Last year’s dual decision by the Netanyahu Government to shelve an agreement over a new egalitarian prayer space at the Western Wall, and the advancement of a conversion bill which would further concentrate the ultra-Orthodox rabbinate’s control over who is a Jew, was met by almost universal condemnation from the global Jewish community.
The Australian Jewish community, strongly connected to Israel as it is, and generally far more reticent when it comes to criticism of Israel than the larger and less homogeneous US Jewish communities, took the unusual step of speaking out strongly against both announcements.
The Zionist Federation of Australia and its largest state affiliate roof body, Zionism Victoria, both joined Natan Sharansky’s Jewish Agency for Israel in criticising the moves. Sharansky, who had been working with Netanyahu to broker the Western Wall agreement, was understandably angered by it being unceremoniously dumped.
For years, the contentious issue of ultra-Orthodox Israelis being exempt from compulsory military service compounded by generous public funding for them to study at Yeshivot have been necessary compromises for any coalition government to survive in Israel’s system of unicameral legislature elected by proportional representation.
Save for one short-lived Coalition (2013-15) without the Haredi parties, these parties which make up around 10 percent of the Knesset stake their support for a government on controlling religious affairs in Israel, and inevitably get their way.
In recent weeks, the Netanyahu government has advanced a bill to avoid its coalition collapsing by moving to exempt Haredi yeshivah students from army service. This draft bill came only weeks after another controversial piece of legislation to force shops in Israel to close on Shabbat.

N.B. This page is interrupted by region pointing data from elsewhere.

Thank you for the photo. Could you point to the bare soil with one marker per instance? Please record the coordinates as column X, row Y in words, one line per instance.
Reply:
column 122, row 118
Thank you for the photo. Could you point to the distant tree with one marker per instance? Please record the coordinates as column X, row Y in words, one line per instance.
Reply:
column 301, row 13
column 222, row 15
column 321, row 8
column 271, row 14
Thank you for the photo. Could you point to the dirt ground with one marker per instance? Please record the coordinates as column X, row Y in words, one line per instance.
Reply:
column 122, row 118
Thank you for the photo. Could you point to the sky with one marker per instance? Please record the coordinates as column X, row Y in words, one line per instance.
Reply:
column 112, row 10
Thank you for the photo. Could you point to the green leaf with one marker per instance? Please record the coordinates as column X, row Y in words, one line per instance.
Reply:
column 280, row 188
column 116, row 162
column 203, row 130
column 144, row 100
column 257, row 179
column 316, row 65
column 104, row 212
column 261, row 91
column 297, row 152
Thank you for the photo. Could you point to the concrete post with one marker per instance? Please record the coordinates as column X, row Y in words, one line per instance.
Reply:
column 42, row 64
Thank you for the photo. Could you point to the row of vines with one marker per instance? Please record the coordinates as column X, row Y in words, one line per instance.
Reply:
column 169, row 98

The Zionist dream is an imperfect reality so long as Israel prioritises the rights of a minority over a pluralistic approach that recognises all streams and practices of Judaism as legitimate.

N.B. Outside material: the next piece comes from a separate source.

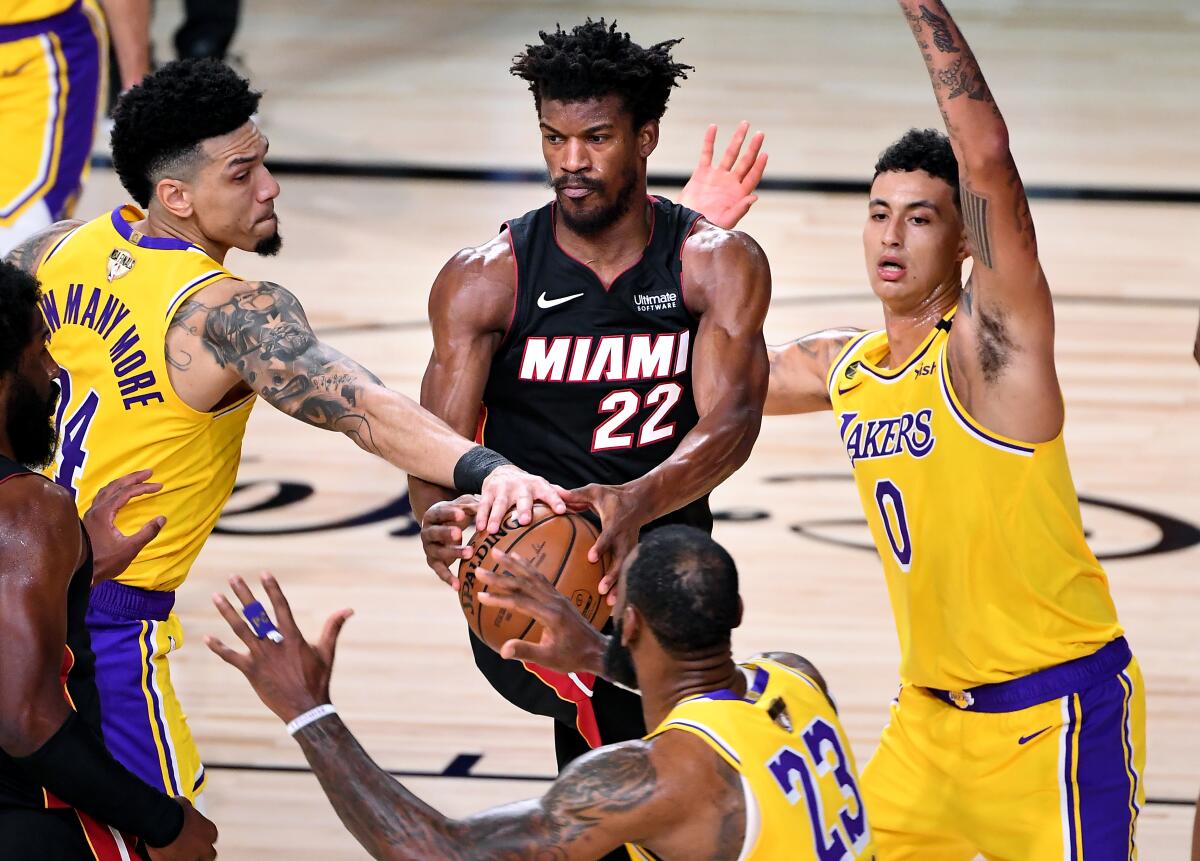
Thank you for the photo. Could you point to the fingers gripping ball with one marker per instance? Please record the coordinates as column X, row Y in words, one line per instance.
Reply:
column 556, row 546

At a time when Diaspora Jewry and Israel are struggling over a number of political issues, this spat between Israel and the global Jewish community, which even drew in the Jewish Agency, underlines the gravity of what is at stake.

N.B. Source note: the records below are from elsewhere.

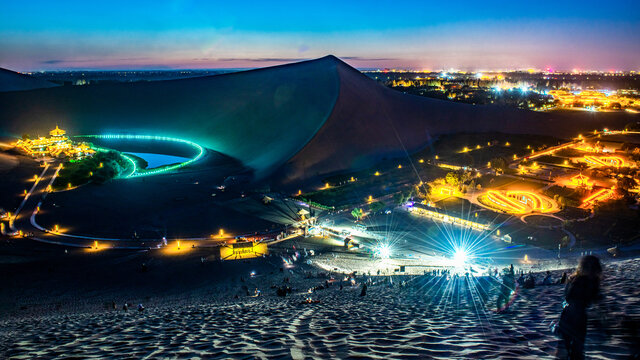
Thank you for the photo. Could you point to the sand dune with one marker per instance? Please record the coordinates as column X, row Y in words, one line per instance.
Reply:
column 430, row 317
column 290, row 122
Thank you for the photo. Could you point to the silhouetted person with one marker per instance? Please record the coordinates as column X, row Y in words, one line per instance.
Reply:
column 507, row 286
column 583, row 288
column 563, row 280
column 529, row 282
column 547, row 279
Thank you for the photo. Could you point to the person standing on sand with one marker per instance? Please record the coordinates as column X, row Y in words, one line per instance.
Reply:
column 582, row 289
column 506, row 288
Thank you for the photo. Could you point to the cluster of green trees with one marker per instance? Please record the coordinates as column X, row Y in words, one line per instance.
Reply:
column 100, row 168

It is the very essence of the Zionist dream – that is, the dream of a state that can be a home for all Jews around the world. The reality is that this dream is an imperfect reality so long as Israel prioritises the rights of a minority of Jews over a pluralistic approach that recognises all streams and practices of Judaism as legitimate.
Global Jewry is diverse. Around the world, including in Israel, the number of ways in which Jews identify is ever-increasing. Particularly for young people, the traditional streams of Orthodox, Progressive/Reform, Conservative and even Secular come nowhere near painting a true picture of where things are at.
The lack of recognition of conversions, marriages and other significant religious certifications by non-Orthodox Rabbis – and the lack even of basic civil marriage – are all serious failures of the modern state. But it is not only those who are not Orthodox who’ve been marginalised by Israel’s religious hegemony.
Last year’s revelation that the chief rabbi at one of Australia’s largest modern Orthodox synagogues (Rabbi Ralph Genende, from the Caulfield Hebrew Congregation) was put on a “blacklist” of sorts by the Israeli chief Rabbinate for having a conversion rejected showed that the standards of control are completely out of kilter with mainstream Judaism.
Of course, pluralism is difficult to achieve. Respect must be afforded to all levels of observance and tradition, to promote a cohesive society in which different groups can not only tolerate but respect each other. Indeed, an Israel which did not respect the religious traditions of Orthodox Judaism would be one which had lost sight of something fundamental to its identity. But the status quo is untenable.
Article by Dean SherrFor Israel to continue to hold itself up as the home of all Jews, it must act to break down the ultra-Orthodox control over Jewish religious affairs. It must act to open up its most significant and holy site to all Jews by establishing the new egalitarian space at the Kotel.
It must act to treat Orthodox, Reform, Conservative and Secular Jews (and all in between) equally under the law. It must act to ensure that it can be a place for Jews to keep Shabbat in a special and meaningful way, but also that everyday life can continue seven days a week for those who do not keep Shabbat.
And it must also act to ensure that the Jewish identity and ceremonies of those who are not Orthodox are both recognised and respected. Jewish pluralism is not something Israel can afford to put in the too-hard basket any longer. The Zionist dream depends on it.